A consecuencia de su baja autovaloración y de la misérrima imagen que tenía de misma, de su falta de amor por misma, en su edad avanzada, Martina terminó inmersa en una relación de pareja completamente dispar, donde su marido era el que organizaba todas y cada una de las ocupaciones y tomaba todas y cada una de las elecciones, en tanto que acataba todo sin cuestionarlo. Inclusive, llegaba al punto de verse agradecida porque, si el decidía todo, la liberaba a de la angustia que le ocasionaba tener que hacer algún elección.

Cómo estudiar a tomar elecciones

Elegir todo por los hijos es una manera de manipulación que tiene, como vimos, graves consecuencias en el avance de la autovaloración y en la futura aptitud de tomar elecciones. Una crianza fundamentada en el respeto, debería confiar en los procesos madurativos de cada niño.

Tu terapeuta no debe elegir por ti

A elegir se aprende decidiendo. Es imposible esperar que los pequeños sean mayores totalmente autónomos y resolutivos si no les hemos permitido entrenar la toma de elecciones desde el instante en que son pequeños.
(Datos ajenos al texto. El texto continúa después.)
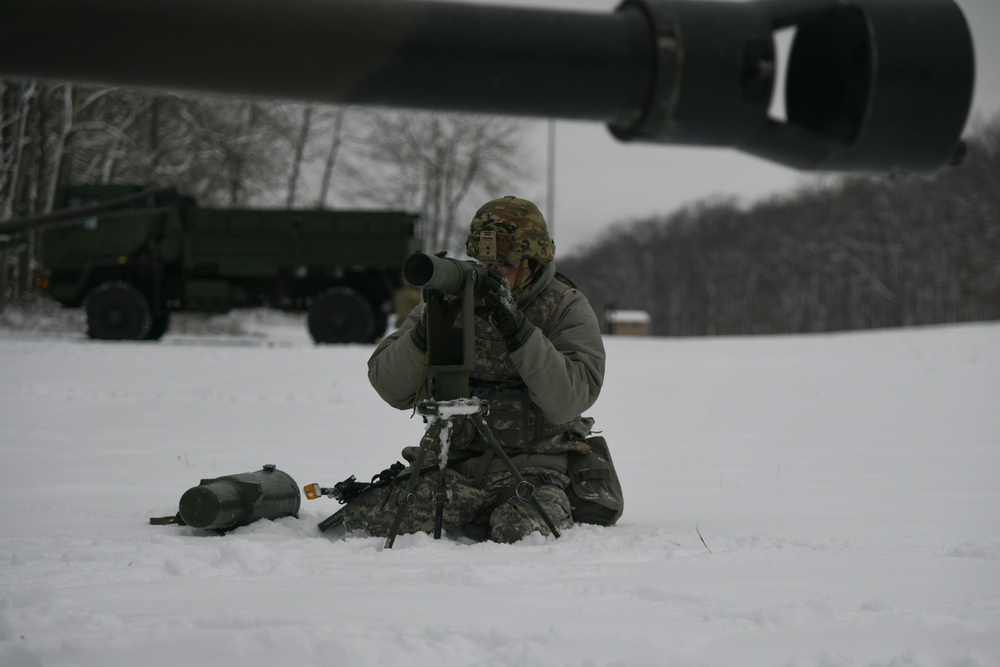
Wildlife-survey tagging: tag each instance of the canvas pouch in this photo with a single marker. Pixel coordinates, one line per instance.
(595, 493)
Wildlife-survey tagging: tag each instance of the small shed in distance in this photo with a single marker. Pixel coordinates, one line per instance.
(627, 322)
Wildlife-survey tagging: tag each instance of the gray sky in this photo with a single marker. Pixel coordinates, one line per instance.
(599, 181)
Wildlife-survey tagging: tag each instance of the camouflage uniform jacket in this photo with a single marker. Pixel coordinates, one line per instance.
(560, 369)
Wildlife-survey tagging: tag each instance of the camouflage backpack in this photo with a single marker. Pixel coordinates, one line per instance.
(595, 494)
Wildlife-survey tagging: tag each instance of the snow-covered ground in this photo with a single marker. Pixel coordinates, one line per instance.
(847, 488)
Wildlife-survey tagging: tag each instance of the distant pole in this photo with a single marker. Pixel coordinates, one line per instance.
(550, 198)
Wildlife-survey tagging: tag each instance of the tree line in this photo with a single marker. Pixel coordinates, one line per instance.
(228, 152)
(853, 252)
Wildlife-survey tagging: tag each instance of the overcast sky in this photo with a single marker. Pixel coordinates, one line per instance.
(599, 181)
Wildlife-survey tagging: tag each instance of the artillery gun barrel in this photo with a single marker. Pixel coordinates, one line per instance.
(871, 84)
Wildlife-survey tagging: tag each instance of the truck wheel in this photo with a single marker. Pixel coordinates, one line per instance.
(341, 315)
(117, 311)
(159, 326)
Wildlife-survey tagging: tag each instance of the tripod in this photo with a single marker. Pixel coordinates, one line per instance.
(440, 416)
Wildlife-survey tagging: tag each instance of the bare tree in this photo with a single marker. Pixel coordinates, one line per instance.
(434, 164)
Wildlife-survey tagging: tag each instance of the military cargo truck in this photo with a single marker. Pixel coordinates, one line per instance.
(131, 256)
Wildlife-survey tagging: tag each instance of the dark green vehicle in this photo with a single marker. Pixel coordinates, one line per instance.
(131, 256)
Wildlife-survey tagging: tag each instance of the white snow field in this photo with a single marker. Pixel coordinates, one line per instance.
(846, 486)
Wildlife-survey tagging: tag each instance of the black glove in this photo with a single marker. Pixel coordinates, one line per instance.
(503, 313)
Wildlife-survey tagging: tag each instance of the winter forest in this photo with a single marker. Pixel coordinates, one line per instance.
(852, 253)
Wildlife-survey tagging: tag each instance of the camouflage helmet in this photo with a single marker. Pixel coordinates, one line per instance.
(508, 230)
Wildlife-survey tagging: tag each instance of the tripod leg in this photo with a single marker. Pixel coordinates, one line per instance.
(431, 435)
(525, 490)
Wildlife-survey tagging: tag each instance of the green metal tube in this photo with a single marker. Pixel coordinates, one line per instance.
(228, 502)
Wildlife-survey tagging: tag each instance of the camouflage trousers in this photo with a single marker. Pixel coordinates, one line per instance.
(488, 510)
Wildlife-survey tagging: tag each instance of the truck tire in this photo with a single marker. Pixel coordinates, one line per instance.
(116, 310)
(341, 315)
(159, 326)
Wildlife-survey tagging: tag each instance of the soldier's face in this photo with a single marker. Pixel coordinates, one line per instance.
(509, 271)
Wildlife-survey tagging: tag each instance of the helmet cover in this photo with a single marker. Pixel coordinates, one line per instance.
(518, 228)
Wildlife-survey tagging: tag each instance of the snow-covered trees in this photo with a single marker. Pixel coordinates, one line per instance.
(854, 253)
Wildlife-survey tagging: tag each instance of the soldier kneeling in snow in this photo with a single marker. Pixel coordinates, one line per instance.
(539, 363)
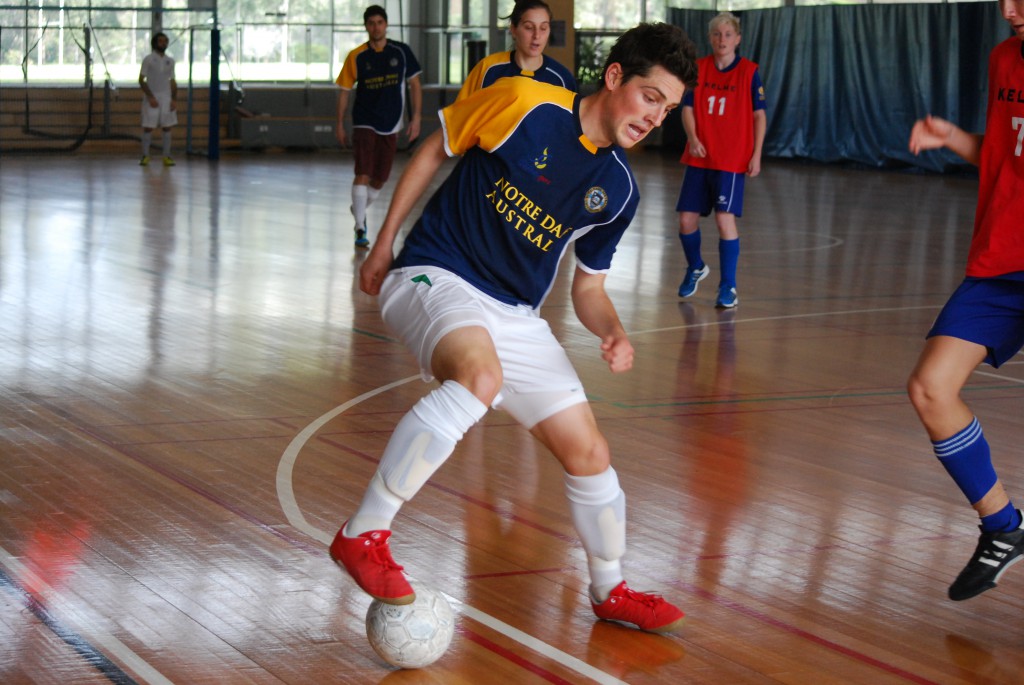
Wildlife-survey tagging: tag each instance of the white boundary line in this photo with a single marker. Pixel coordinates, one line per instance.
(286, 496)
(293, 513)
(54, 600)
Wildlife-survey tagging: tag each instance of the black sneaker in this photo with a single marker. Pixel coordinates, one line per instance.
(995, 553)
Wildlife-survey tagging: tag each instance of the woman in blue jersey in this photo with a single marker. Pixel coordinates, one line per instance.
(529, 25)
(542, 170)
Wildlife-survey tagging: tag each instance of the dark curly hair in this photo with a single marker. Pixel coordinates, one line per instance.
(654, 44)
(156, 37)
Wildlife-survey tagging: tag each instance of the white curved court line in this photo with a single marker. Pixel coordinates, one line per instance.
(286, 497)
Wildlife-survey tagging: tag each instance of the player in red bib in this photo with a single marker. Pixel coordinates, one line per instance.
(725, 122)
(983, 319)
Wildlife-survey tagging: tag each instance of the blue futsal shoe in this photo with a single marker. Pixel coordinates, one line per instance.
(690, 281)
(726, 297)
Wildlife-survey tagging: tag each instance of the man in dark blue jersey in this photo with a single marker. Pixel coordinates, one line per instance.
(379, 70)
(542, 169)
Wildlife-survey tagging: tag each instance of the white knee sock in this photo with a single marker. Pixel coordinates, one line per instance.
(421, 442)
(598, 507)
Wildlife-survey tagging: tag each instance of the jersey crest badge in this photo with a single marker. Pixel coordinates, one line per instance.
(595, 200)
(542, 161)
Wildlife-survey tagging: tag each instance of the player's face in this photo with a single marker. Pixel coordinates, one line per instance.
(1013, 12)
(530, 37)
(640, 104)
(724, 40)
(377, 28)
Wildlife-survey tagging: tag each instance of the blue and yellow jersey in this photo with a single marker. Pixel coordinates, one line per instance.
(529, 183)
(379, 77)
(500, 65)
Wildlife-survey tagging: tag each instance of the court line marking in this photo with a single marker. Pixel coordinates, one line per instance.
(286, 497)
(286, 494)
(51, 598)
(780, 317)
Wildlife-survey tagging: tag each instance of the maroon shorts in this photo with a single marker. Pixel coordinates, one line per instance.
(374, 154)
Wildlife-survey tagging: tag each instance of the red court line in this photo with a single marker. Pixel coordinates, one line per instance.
(805, 635)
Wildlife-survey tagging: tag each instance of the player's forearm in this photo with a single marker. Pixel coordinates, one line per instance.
(760, 127)
(593, 306)
(416, 90)
(968, 145)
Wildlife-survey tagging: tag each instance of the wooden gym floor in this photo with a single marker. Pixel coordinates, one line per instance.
(194, 394)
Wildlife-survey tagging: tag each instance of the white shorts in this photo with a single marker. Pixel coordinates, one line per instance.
(159, 117)
(422, 304)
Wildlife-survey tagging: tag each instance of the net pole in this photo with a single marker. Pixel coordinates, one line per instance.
(213, 133)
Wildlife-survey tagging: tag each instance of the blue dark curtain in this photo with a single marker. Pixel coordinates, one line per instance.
(846, 83)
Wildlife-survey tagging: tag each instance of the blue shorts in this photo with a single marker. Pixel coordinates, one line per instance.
(705, 189)
(988, 312)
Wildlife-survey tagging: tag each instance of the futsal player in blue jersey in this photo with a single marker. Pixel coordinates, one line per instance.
(543, 173)
(379, 70)
(529, 25)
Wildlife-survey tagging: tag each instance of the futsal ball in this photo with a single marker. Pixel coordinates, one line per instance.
(412, 636)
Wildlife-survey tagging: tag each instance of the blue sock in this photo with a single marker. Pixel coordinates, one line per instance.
(968, 459)
(1004, 520)
(728, 254)
(691, 249)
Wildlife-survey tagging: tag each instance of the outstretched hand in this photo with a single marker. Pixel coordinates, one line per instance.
(930, 133)
(617, 351)
(375, 268)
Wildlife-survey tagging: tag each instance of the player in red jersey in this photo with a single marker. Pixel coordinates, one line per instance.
(725, 122)
(983, 319)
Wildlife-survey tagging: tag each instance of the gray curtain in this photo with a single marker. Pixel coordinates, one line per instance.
(846, 83)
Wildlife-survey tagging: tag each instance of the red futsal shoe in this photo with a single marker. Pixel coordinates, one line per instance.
(368, 560)
(646, 610)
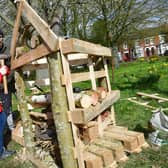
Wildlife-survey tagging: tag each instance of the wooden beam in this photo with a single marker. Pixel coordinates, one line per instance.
(16, 31)
(83, 76)
(41, 82)
(41, 27)
(78, 46)
(32, 67)
(39, 52)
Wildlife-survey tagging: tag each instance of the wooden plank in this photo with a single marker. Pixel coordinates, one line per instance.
(81, 116)
(140, 103)
(68, 84)
(151, 96)
(5, 83)
(17, 134)
(84, 76)
(39, 52)
(107, 75)
(16, 31)
(77, 56)
(78, 46)
(41, 27)
(130, 143)
(115, 146)
(33, 67)
(41, 82)
(92, 75)
(105, 154)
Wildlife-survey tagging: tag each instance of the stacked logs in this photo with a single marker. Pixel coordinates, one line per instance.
(85, 99)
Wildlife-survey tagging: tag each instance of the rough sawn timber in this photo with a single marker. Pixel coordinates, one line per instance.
(78, 46)
(81, 116)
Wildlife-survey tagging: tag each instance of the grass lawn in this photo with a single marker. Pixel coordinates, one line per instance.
(149, 77)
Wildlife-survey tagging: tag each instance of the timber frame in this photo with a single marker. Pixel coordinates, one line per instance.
(61, 54)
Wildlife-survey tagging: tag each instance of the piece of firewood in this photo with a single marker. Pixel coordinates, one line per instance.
(82, 100)
(45, 98)
(94, 96)
(102, 92)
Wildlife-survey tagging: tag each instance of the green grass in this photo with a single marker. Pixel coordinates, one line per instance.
(149, 77)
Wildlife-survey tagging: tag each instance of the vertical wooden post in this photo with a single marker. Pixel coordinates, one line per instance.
(60, 109)
(5, 83)
(26, 121)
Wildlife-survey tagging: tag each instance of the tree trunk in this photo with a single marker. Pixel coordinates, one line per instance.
(26, 121)
(60, 109)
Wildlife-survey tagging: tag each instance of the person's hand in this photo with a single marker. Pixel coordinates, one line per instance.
(4, 70)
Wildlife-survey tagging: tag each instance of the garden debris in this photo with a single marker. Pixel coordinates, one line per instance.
(159, 122)
(140, 100)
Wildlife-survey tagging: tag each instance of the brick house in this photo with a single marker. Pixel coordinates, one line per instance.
(146, 47)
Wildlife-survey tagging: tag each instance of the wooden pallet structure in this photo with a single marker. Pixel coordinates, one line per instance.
(87, 137)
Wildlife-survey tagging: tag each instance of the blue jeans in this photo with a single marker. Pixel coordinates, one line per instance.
(2, 126)
(7, 108)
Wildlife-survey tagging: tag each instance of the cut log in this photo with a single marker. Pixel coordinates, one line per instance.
(38, 115)
(92, 161)
(105, 154)
(82, 100)
(94, 96)
(102, 92)
(41, 99)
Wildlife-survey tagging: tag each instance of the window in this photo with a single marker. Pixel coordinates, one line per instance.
(137, 43)
(162, 39)
(125, 46)
(151, 41)
(147, 41)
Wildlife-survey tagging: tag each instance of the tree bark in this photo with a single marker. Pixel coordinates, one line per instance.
(26, 121)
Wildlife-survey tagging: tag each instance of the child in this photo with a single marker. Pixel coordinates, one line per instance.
(3, 152)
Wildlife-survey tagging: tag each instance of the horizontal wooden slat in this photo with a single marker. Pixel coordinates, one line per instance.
(78, 46)
(82, 116)
(39, 52)
(83, 76)
(78, 62)
(41, 27)
(32, 67)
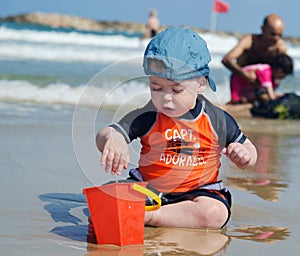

Por supuesto, el nivel de dificultad y de contrariedad en estas elecciones va a deber ir incrementándose mientras medren. Al comienzo, efectuarán, lo que nos semejan, pequeñas selecciones como el género de ropa que le agrada o bien qué le gusta comer, por otro lado este estudio resultará fundamental para el resto de sus vidas al concederles la seguridad bastante para en su futuro poder elegir por mismos, entre otras cosas, no tener relaciones con quien le hace daño o bien cómo desean enfocar su historia profesional.